Pencil in the horizon line, which is the line where the grass and the sky meet. Make the horizon line straight or mountainous.
Squeeze a small amount of ultramarine blue paint onto the paint palette. Squeeze a larger amount of white onto the palette.
Mix a small amount of ultramarine with white, using the palette knife, until you have a very light (almost white) blue colour.
Use a medium-sized flat brush to paint along and slightly above the horizon line. Skies are lighter in colour closer to the horizon line.
Mix more ultramarine paint in with the light blue until it is one or two shades darker than the previous blue. Paint above the lighter blue with the darker blue, blending the colours together where they meet.
Repeat Step 5 for each "layer" of sky. The sky will be a medium shade of blue at the very top of the painting. Make sure each layer is well blended into one another for the smoothest appearance.
Dip the ends of a fan brush into the white paint, and lightly dab against chosen areas of the sky to represent clouds. Make the clouds puffy or wispy. Let the clouds blend with the blue of the sky for the most natural appearance. Let the sky dry.
Squeeze a large amount of veridian and a small amount of light cadmium yellow onto the paint palette. Mix the yellow with the veridian until you have a deep yellow-green colour.
Paint the entire grass area with the yellow-green shade, using short, upward strokes with the hog-bristle brush. This is the underpainting.
Mix a small amount of white with the yellow-green until it is one or two shades lighter.
Paint individual grass blades scattered throughout the underpainting, using short, upward strokes with a thin, round brush. Mix more yellow with the lighter shade of green, and create more individual blades in the same manner. Scattering random individual blades combined with the bristle brush strokes of the underpainting creates the illusion of grass.

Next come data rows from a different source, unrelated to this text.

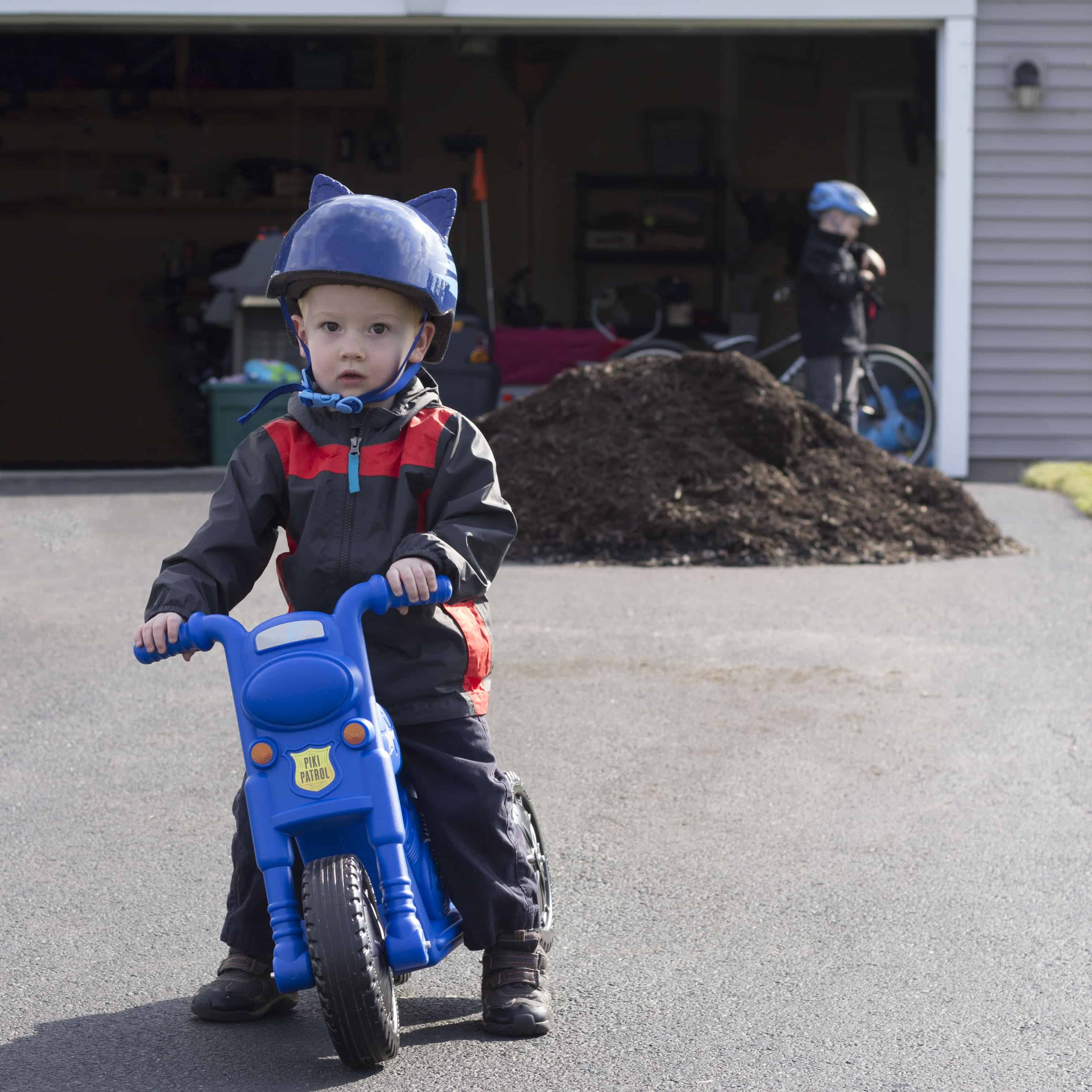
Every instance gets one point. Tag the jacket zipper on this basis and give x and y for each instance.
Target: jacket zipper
(354, 462)
(354, 488)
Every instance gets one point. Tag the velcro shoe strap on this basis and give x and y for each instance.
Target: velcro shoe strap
(236, 961)
(505, 968)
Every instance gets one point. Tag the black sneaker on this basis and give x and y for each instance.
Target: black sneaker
(515, 991)
(243, 990)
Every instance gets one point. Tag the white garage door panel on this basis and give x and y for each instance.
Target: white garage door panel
(1028, 383)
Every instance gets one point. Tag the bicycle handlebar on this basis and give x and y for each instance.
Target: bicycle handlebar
(201, 631)
(189, 634)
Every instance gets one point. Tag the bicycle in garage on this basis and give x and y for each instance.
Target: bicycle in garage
(897, 408)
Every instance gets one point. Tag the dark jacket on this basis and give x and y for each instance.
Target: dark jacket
(427, 488)
(830, 306)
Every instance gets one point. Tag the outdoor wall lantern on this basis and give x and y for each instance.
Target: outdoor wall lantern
(1028, 86)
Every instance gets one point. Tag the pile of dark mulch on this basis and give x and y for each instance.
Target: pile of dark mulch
(708, 459)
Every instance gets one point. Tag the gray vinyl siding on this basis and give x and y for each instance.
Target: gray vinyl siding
(1031, 319)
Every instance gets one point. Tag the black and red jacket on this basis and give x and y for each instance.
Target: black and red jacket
(830, 304)
(427, 488)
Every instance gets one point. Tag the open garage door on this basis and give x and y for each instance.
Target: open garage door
(138, 165)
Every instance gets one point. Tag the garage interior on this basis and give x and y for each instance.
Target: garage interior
(136, 165)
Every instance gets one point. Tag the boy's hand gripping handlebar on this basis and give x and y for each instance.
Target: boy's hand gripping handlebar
(374, 596)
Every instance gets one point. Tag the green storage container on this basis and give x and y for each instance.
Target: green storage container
(227, 403)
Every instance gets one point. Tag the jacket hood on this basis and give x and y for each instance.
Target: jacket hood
(375, 423)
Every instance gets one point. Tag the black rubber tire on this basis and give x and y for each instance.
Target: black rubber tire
(523, 814)
(657, 347)
(888, 356)
(349, 958)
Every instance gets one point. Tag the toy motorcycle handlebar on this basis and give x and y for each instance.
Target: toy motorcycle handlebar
(201, 631)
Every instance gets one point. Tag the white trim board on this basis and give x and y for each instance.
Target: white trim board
(951, 336)
(577, 12)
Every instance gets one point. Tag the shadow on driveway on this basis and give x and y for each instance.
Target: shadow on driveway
(162, 1047)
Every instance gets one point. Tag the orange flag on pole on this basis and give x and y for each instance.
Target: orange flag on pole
(479, 187)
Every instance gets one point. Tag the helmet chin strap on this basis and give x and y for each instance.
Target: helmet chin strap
(353, 403)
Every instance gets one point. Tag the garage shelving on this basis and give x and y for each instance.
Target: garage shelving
(711, 257)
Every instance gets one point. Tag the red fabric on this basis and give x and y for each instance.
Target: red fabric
(479, 186)
(536, 355)
(415, 447)
(479, 652)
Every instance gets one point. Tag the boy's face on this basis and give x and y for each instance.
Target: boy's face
(358, 336)
(840, 223)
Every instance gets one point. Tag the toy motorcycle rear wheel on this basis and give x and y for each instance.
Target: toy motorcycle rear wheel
(349, 958)
(523, 813)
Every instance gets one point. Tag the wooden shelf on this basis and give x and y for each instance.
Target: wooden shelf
(651, 257)
(103, 205)
(586, 182)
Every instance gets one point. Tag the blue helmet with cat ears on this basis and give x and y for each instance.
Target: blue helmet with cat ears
(357, 238)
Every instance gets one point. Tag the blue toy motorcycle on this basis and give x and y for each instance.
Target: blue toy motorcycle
(323, 761)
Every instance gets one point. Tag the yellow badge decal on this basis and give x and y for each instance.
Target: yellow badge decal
(314, 769)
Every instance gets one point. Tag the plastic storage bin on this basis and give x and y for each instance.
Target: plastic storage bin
(227, 402)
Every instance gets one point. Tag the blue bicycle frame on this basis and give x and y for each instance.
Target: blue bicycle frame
(323, 761)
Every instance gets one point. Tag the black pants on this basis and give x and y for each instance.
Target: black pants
(468, 808)
(831, 384)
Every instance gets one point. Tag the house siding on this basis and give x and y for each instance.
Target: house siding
(1031, 318)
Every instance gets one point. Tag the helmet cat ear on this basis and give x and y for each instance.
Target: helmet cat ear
(324, 188)
(438, 208)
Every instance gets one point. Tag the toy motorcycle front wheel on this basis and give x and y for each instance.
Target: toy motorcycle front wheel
(349, 958)
(523, 813)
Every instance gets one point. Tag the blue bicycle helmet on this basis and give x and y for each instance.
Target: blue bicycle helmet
(357, 238)
(846, 197)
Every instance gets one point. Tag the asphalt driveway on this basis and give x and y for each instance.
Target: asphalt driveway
(819, 828)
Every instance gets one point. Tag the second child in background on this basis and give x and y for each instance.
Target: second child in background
(835, 273)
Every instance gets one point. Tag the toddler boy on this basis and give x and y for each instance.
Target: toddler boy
(835, 273)
(367, 473)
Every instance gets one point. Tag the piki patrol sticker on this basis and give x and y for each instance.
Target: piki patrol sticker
(314, 769)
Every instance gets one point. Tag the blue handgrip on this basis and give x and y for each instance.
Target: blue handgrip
(441, 595)
(191, 638)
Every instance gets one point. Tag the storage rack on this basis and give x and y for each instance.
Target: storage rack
(712, 257)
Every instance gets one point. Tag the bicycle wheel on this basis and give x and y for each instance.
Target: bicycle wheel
(349, 957)
(656, 347)
(523, 813)
(897, 409)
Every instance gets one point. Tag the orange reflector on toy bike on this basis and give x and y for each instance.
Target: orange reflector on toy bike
(355, 733)
(261, 754)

Lightly drag a fan brush over the blue sky to smooth it out while the paint is still wet. Create more individual blades of grass closer to the foreground. As the grass goes further back towards the horizon, individual blades aren't visible, and the grass has a blurred, smudgy appearance. Mix more white with grass that recedes far into the background. Background objects are lighter than foreground objects. Use a photograph of a landscape as a reference while painting to give yourself a better idea of what the final piece should look like.